How did an army on the move, such as the Romans or a medieval European nation, scout and reconnoitre?

by snusmumrikan

How far ahead would their scouting reach? Was it different for separate cultures? How hard was it for armies to position themselves advantageously before battle?

Vromrig

Scouting and reconaissance are done in a couple of key ways based on what it is you are trying to accomplish.

I'll copy an old post of mine on this subject since it deals with enemy armies locating each other:

The old adage is that battles take place along the lines of communication. This is as logical and simple a concept as you can imagine. It's easier to communicate with the people you need to communicate with, and there's a reason people use that path, well, for communication, so typically speaking you're going to see battles take place around areas that are easy and routinely traveled. Not necessarily on those sites, but around them. Armies can march through rough, rugged, shithole terrain (see Hannibal's march through the swamps to avoid engaging the Roman army, Alexander, B. (1993) How Great Generals Win p.41) but typically speaking this was dangerous, as seen when Hannibal lost a number of his men by risking those very same swamps. So typically, an army wants to use roads, rail, paths, trails, whatever guarantees their destination and ultimately makes life easier to keep a cohesive unit.

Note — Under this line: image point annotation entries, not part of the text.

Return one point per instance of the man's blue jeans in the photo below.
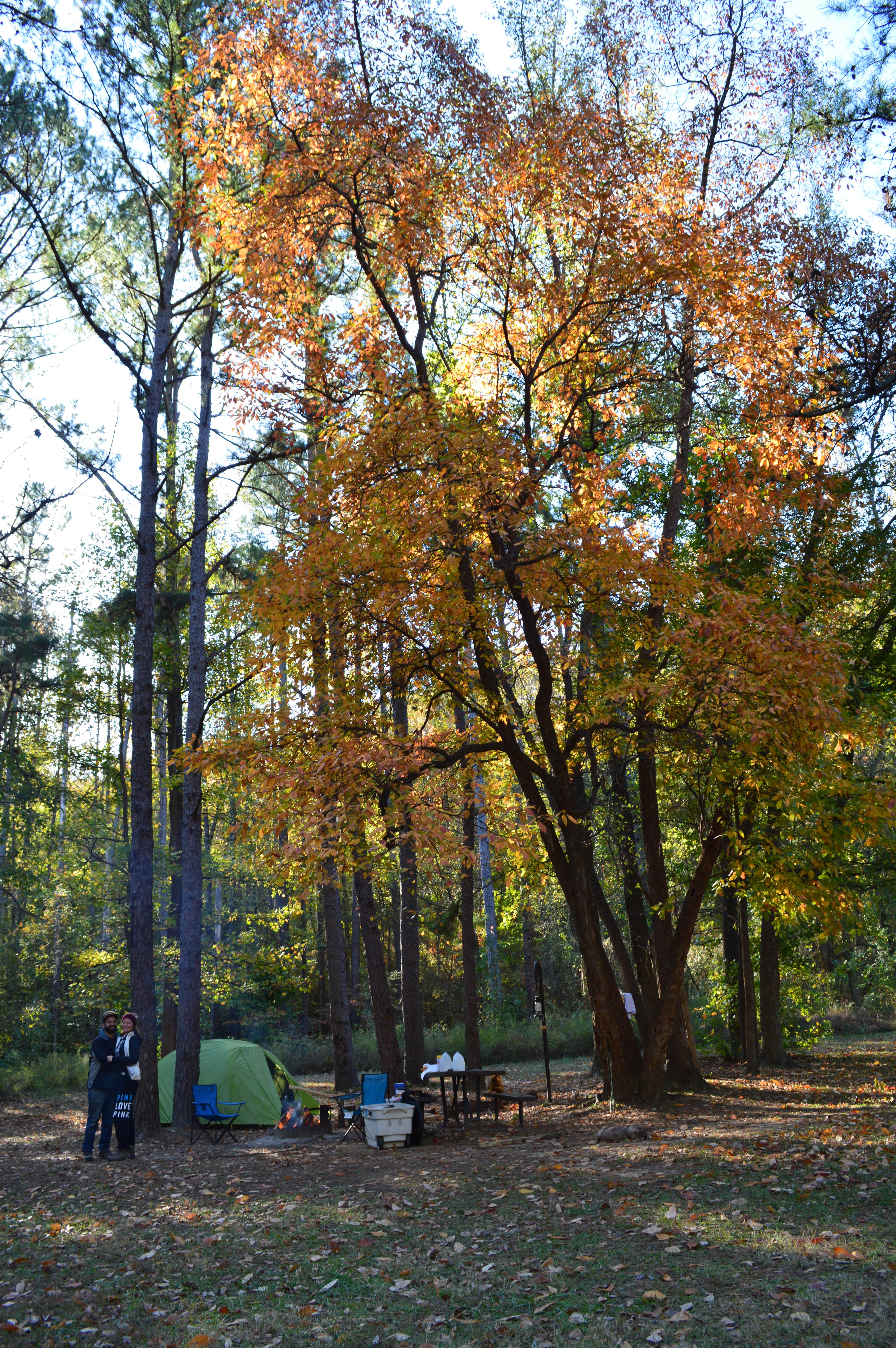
(100, 1106)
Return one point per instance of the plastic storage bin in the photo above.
(387, 1125)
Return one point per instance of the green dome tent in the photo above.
(242, 1071)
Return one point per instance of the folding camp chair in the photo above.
(374, 1090)
(209, 1117)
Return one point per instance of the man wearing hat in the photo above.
(104, 1082)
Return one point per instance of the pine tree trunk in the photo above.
(344, 1074)
(529, 960)
(174, 716)
(410, 914)
(470, 943)
(356, 958)
(395, 927)
(684, 1067)
(488, 889)
(387, 1040)
(732, 959)
(751, 1047)
(187, 1068)
(411, 1007)
(141, 859)
(770, 994)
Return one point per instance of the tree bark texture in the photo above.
(174, 718)
(344, 1072)
(770, 994)
(751, 1047)
(410, 914)
(387, 1040)
(529, 960)
(470, 943)
(732, 960)
(488, 889)
(411, 1006)
(187, 1069)
(141, 859)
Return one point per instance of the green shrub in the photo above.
(52, 1074)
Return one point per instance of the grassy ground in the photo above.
(759, 1212)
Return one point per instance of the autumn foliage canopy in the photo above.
(552, 354)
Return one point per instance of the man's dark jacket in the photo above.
(112, 1076)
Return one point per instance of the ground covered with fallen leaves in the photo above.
(759, 1212)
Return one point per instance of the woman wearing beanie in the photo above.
(127, 1056)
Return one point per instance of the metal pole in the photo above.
(540, 1013)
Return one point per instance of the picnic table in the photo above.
(460, 1079)
(476, 1076)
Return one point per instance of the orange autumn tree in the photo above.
(545, 356)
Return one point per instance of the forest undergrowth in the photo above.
(760, 1212)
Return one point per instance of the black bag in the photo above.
(416, 1136)
(123, 1109)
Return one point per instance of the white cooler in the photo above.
(387, 1125)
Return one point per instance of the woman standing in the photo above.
(127, 1056)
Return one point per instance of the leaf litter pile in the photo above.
(760, 1212)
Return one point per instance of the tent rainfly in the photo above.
(242, 1071)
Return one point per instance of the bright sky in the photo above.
(91, 385)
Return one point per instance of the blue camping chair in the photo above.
(209, 1117)
(374, 1090)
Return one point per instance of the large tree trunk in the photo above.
(633, 893)
(770, 993)
(176, 838)
(732, 960)
(410, 920)
(187, 1069)
(355, 959)
(387, 1040)
(682, 1063)
(470, 943)
(529, 960)
(141, 859)
(344, 1072)
(488, 889)
(670, 1002)
(751, 1047)
(411, 1006)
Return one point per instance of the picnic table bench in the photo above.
(513, 1098)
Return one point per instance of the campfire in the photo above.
(297, 1121)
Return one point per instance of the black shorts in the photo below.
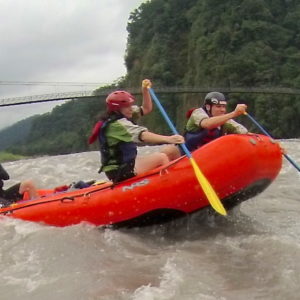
(124, 172)
(10, 195)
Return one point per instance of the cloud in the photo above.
(61, 41)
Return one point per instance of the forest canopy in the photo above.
(212, 44)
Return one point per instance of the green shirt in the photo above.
(122, 130)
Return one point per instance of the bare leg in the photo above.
(29, 187)
(171, 151)
(149, 162)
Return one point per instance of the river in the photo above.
(254, 253)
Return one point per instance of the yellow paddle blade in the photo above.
(208, 189)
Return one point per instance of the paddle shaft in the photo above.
(268, 134)
(166, 117)
(204, 183)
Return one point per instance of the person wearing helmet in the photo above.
(208, 123)
(212, 121)
(119, 135)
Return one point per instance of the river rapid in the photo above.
(254, 253)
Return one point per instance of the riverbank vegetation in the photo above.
(208, 43)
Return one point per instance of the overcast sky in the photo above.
(59, 41)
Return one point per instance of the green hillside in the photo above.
(207, 43)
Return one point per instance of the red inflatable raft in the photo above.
(237, 166)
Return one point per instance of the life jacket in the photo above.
(194, 140)
(121, 154)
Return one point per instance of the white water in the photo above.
(253, 254)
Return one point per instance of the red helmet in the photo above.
(118, 99)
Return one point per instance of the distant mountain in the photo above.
(17, 133)
(192, 43)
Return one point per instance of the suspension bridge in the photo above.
(136, 91)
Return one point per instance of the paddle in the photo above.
(268, 134)
(204, 183)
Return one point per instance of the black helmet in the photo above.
(215, 98)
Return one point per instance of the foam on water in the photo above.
(252, 254)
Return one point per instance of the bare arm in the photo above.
(214, 122)
(153, 138)
(147, 101)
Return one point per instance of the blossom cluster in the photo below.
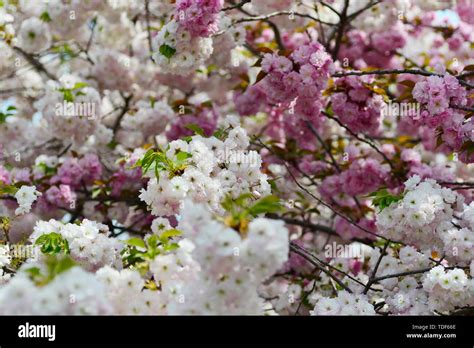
(212, 168)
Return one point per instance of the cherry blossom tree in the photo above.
(267, 157)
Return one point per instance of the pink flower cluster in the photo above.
(199, 17)
(78, 172)
(292, 91)
(377, 49)
(356, 105)
(363, 176)
(205, 118)
(437, 93)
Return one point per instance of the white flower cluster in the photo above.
(448, 289)
(215, 168)
(59, 113)
(422, 215)
(5, 259)
(232, 267)
(344, 304)
(128, 284)
(25, 197)
(178, 52)
(88, 242)
(459, 242)
(381, 16)
(72, 292)
(409, 259)
(149, 119)
(34, 35)
(407, 299)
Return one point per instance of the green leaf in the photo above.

So you'd have two armies doing their best to try to navigate terrain where they aren't terribly hard to see, and truth be told, armies leave a lot of mess behind, so properly trained scouts have a decent fix on where the enemy is roughly. Be this by spying an enemy marching down the road with your own eyes, or conferring logical information (a burned up, abandoned camp, discarded shells, tracks from the army, locals giving you information, horse shit, there are a thousand ways) scouts usually had a decent idea of where abouts an army was, if not necessarily where it was going.

Scouts and spies would be swarming around like satellites around an army, some riding on ahead in teams to try to look for clues or anything else that might hint where the army is or where it's going, while "screening" light cavalry would shadow their own army in case something slipped through. Think almost human radar so to speak.

Meanwhile the scouts and the spies would be working in local communities to gather as much information as humanly possible.